Why 'It's Greek to Me!' Still Baffles Us ❓🇬🇷➡️🙋⏰🧩👥
A scholar in 13th-century Paris, accustomed to the elegant precision of Latin, might have encountered a text so utterly alien that he had no recourse but to scrawl a marginal note: "Graecum est, non legitur." This Latin declaration, meaning "It is Greek; it cannot be read," perfectly captured the incomprehension. Today, when something utterly baffles us, we simply declare, "It's Greek to me!"
The phrase 'It's Greek to me!' isn't just a quirky expression; it carries centuries of linguistic history.

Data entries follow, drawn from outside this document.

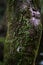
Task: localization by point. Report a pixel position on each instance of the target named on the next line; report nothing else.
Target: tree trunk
(23, 34)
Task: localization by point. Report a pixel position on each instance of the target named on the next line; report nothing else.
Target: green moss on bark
(23, 38)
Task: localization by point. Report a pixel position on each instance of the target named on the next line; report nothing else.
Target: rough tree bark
(23, 34)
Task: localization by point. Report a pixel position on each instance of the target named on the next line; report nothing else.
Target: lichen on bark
(23, 34)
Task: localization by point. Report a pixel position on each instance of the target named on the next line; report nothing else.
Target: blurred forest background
(3, 31)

For a long time, particularly after the fall of the Western Roman Empire, knowledge of Greek diminished significantly in Western Europe, replaced by Latin as the language of scholarship and administration. Greek texts, especially philosophical and scientific ones, became inaccessible.
Shakespeare, ever the popularizer, cemented the phrase in English with Casca's line in Julius Caesar. When Cicero speaks in Greek, Casca shrugs, admitting, "it was Greek to me," signifying that he hadn't understood a word. That single utterance launched the phrase into common parlance, where it has remained for over four centuries.

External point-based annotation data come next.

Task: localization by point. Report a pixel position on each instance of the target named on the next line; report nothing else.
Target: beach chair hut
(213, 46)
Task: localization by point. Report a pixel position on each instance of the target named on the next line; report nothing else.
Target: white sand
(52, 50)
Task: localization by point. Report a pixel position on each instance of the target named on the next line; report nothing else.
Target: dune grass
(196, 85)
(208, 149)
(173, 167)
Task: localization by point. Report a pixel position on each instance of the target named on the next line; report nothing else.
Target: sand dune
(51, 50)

We have other ways to express such complete bewilderment in English. If I hear someone speak utter nonsense, I might say, "That's gobbledegook," a term thought to originate from the sound a turkey makes. Or I might dismiss incomprehensible speech as "Double Dutch," possibly referencing the perceived difficulty or complexity of the Dutch language by English speakers.

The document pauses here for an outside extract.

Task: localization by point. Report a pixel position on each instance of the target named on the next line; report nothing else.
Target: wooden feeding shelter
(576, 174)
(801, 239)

Yet, "It's Greek to me" specifically evokes the barrier of an unknown language. Other cultures often attribute such profound linguistic incomprehension to Chinese. The French, for example, say "It's Chinese" (C'est du chinois) when something is utterly unintelligible. The idea of a language so different it's impossible to grasp resonates across diverse tongues.
But not all incomprehension is about foreign words. The Japanese express general bewilderment with 'incoherent, meaningless, or utterly unintelligible speech or writing' (Chimpunkanpun), even if it’s technically in the listener's own language. It captures a deeper layer of confusion, where the structure itself collapses.
Sometimes, what we call "Greek" isn't foreign at all, but simply too specialized or jargon-laden to penetrate. Think of a complex legal document or a highly technical scientific paper. We might still apply the phrase, even if the words are technically English, because the meaning is so far beyond our grasp.
"It's Greek to me" then, isn't just about the language of Homer or Plato; it's a testament to the universal human experience of encountering the utterly unknown. It reminds us how easily language, our primary tool for connection, can also become an impenetrable wall, leaving us isolated in a fog of misunderstanding.